I can’t even think straight while writing this down because I know I should really go and get dressed up now.
All I can say is that these are troubling times for me. I am struggling not to break down and continue fighting every day. I try to remain optimistic even if it feels so impossible.
I need some sort of cathartic outlet. Hopefully, this blog will be updated once again. And to those who are sick of my law-school babble, I am truly sorry. It’s difficult to burst out of this bubble, and I fear that I will fail if I do.
I. SHOULD. REALLY. GO.
ADDENDUM: On a brighter note, I do have a reason to celebrate. Happy Anniversary to meeeee! :)
To reconcile both worlds
So far, law school feels so mechanical.
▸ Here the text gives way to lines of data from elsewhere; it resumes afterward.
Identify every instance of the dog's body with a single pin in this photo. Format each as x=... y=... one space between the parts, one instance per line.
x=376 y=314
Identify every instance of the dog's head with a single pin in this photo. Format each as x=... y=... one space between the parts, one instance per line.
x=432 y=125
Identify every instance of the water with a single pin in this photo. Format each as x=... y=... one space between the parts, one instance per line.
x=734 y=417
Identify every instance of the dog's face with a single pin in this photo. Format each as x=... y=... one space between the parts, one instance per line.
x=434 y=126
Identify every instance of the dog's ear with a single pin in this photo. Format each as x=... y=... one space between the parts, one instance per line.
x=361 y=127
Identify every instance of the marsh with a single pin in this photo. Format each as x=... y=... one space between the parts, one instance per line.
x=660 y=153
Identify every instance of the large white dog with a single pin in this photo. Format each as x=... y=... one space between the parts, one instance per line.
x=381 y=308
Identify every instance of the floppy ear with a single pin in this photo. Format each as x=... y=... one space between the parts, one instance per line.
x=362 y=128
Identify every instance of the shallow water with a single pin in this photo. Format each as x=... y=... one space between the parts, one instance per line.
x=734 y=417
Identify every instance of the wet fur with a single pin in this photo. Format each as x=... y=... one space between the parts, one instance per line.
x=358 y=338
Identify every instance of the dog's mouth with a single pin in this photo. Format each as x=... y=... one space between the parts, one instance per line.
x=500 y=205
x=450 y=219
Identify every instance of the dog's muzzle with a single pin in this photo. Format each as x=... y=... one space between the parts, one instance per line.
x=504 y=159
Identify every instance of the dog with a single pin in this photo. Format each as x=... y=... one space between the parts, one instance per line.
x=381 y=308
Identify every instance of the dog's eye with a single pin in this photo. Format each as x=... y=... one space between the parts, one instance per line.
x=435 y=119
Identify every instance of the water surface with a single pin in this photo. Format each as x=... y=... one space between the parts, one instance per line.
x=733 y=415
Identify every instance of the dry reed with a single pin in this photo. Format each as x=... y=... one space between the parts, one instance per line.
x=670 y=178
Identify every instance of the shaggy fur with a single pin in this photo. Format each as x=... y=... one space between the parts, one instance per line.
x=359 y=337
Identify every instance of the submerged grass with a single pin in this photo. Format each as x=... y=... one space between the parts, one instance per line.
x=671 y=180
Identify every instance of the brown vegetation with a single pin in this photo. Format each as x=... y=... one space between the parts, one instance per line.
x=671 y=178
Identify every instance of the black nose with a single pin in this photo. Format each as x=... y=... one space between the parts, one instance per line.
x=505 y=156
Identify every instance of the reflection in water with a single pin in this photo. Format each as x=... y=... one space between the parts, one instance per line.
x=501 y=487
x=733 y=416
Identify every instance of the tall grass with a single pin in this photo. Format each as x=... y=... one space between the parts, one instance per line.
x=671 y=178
A huge chunk of my life has suddenly been reduced to a routine of endless studying and memorizing. My brain attempts to be a sponge by absorbing massive amounts of information, yet I feel like it fails to do so. My capacity to store information verbatim is not as good as it was back in High School. I struggle occasionally, but I pray that it will eventually improve. Brain cells, work with me!
It feels like ALS ORSEM happened ages ago instead of a month. Law school makes you lose track of time as it traps you in some sort of bubble that you share with yourself, your blockmates and the law. The love-hate relationship assumes an unmatchable force and lately, I can’t help but feel so emotional. Which really just sucks.
There are surprisingly no questions asked wondering why I’m here. I’ve found a personal reason and it is deeply satisfying for now. I am slowly finding my place and adjusting. It’s been okay for the most part.
What ravages through mornings of non-stop studying is some kind of pressure. I don’t think I’ve ever felt this kind of pressure back in High School or College. It’s different now. Grad school makes you feel different. And the people around you makes it feel different.
I’m finding my balance on the way I have viewed the world before and the way studying the law makes me put things into a different perspective. It is refreshing and interesting to reconcile both and find personal clarity amidst all the readings and recits. Let’s just hope that the next few months will continue to be good to me.